Le  représentant de la section syndicale ou le délégué syndical peut désormais prétendre à une indemnité au titre de la méconnaissance du statut protecteur égale à la rémunération qu’il aurait perçue depuis la date de son éviction jusqu’à la fin de la période de protection dans la limite de trente mois. 

Voici l’attendu de principe : "Vu l’article L. 2411-1, dans sa rédaction applicable au litige et les articles L. 2411-3 et L. 2142-1-2 du code du travail ; Attendu que le représentant de section syndicale qui ne demande pas la poursuite du contrat de travail illégalement rompu a droit à une indemnité pour violation du statut protecteur égale à la rémunération qu’il aurait perçue depuis son éviction jusqu’à l’expiration de la période de protection, dans la limite de trente mois, durée minimale légale du mandat des représentants élus du personnel augmentée de six mois". (Cour de cassation, civile, Chambre sociale, 15 mai 2019, 18-11.036, Publié au bulletin)

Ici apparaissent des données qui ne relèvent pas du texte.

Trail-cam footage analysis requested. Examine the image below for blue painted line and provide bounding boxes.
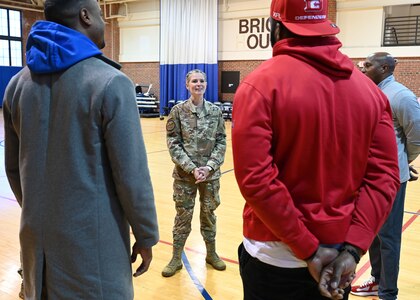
[182,251,212,300]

En fait, les juges alignent le droit à indemnisation du RSS (et du délégué syndical) sur celui de l’élu du personnel abusivement licencié et qui ne souhaite pas être réintégré qui bénéficie également d’un plafond de 30 mois.

Rappelons que si le délégué syndical (DS) et le représentant de la section syndicale (RSS) restent révocables à tout instant par leur syndicat, ce sont les élections professionnelles qui mettent fin aux mandats syndicaux. Il n’existe plus de mandats à durée indéterminée.